La French Tech, un pan du soft power français

Le numérique à la française se valorise bien. Les levées de fonds dont bénéficient les start-ups hexagonales atteignent des montants colossaux qui leurs permettent de se faire connaître à l’étranger et de faire rayonner la France et son savoir-faire.

Crédits : Christophe Pelletier (CC BY-NC-SA 2.0)

Crédits : Christophe Pelletier (CC BY-NC-SA 2.0)

L’intelligence économique implique des actions d’influence et de notoriété. Or le soft power, concept développé par Joseph Nye, désigne justement la puissance d’influence, de persuasion d’un acteur auprès d’autres acteurs de manière non coercitive. Exercer son soft power, c’est donc faire de l’intelligence économique. Et la French Tech est justement devenue un soft power.

Le label a bonne presse car il bénéficie d’une volonté des acteurs privés et publics de mettre en avant, tant sur la scène nationale qu’internationale, l’ampleur de ses atouts. Une union du public et du privé est la condition sine qua non d’un soft power efficace. Outre le fait que le label dispose d’une enveloppe de plusieurs centaines de millions d’euros accordée par l’Etat afin d’aider ses représentants à se développer et à convaincre, on constate une synergie dans le discours. Ainsi le ministre de l’Economie Emmanuel Macron et une centaine de start-ups françaises se sont-ils rendus au Consumer Electronics Show (CES) de Las Vegas, le plus grand salon de l’innovation technologique, afin d’accorder une grande visibilité au label… et donc à la France.
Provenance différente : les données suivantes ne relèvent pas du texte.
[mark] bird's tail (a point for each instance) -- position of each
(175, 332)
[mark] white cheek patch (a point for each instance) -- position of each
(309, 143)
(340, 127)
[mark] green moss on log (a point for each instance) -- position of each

Beaucoup de médias américains, dont le Washington Post, en ont parlé. Le label a donné un coup de pouce aux ventes de produits connectés tandis que les partenariats avec les grands comptes se nouent de plus en plus : le label affirme qu’en 2014, 43% du chiffre d’affaires des start-ups numériques ont été réalisés à l’international tandis que Cisco a par exemple investi 100 millions d’euros dans la French Tech. John Chambers, président du conseil d’administration de Cisco Systems, primé par le Time Magazine comme une des « 100 personnes les plus puissantes du monde », a même déclaré au sujet de la transformation numérique française portée par le label que la France représente « The next big thing ».

Un territoire qui attire les centres de R&D étrangers

La French Tech doit une partie de son succès à son écosystème, notamment en matière de financements. La Caisse des Dépôts ou la Banque publique d’investissements constituent des piliers de l’investissement dans l’innovation. Une innovation à la française qui découle d’un savoir scientifique et d’un savoir-faire dont la France peut se targuer puisque les ingénieurs français sont très réputés. Et grâce au Crédit d’impôt recherche, les ingénieurs de R&D en France coûtent moitié moins qu’au sein de la Silicon Valley. Aussi les start-ups ont-elles tendance à garder leurs ingénieurs en France, des pôles R&D de grands groupes vont même jusqu’à s’y établir, comme Facebook qui a installé son laboratoire de recherche en intelligence artificielle à Paris ou Samsung et son Strategy & Innovation Center, tandis qu’Intel a inauguré son centre de recherche sur le big data dans l’Essonne.

Le pouvoir de séduction grandissant des start-ups et de ses ingénieurs témoigne d’une chose, la culture du risque prend en France, l’entreprenariat se développe. En somme, une révolution culturelle est en cours, et peut-être qu’à terme, la French Tech sera l’argument qui aura fini de convaincre les cerveaux du monde entier qu’il fait mieux vivre en France qu’au Royaume-Uni et en Allemagne (il serait présomptueux d’évoquer les Etats Unis et l’Asie). Selon le cabinet EY, l’Hexagone comptait en 2014, 27 centres de recherche et développement, contre respectivement 72 et 47 pour nos voisins anglo-saxons et germaniques.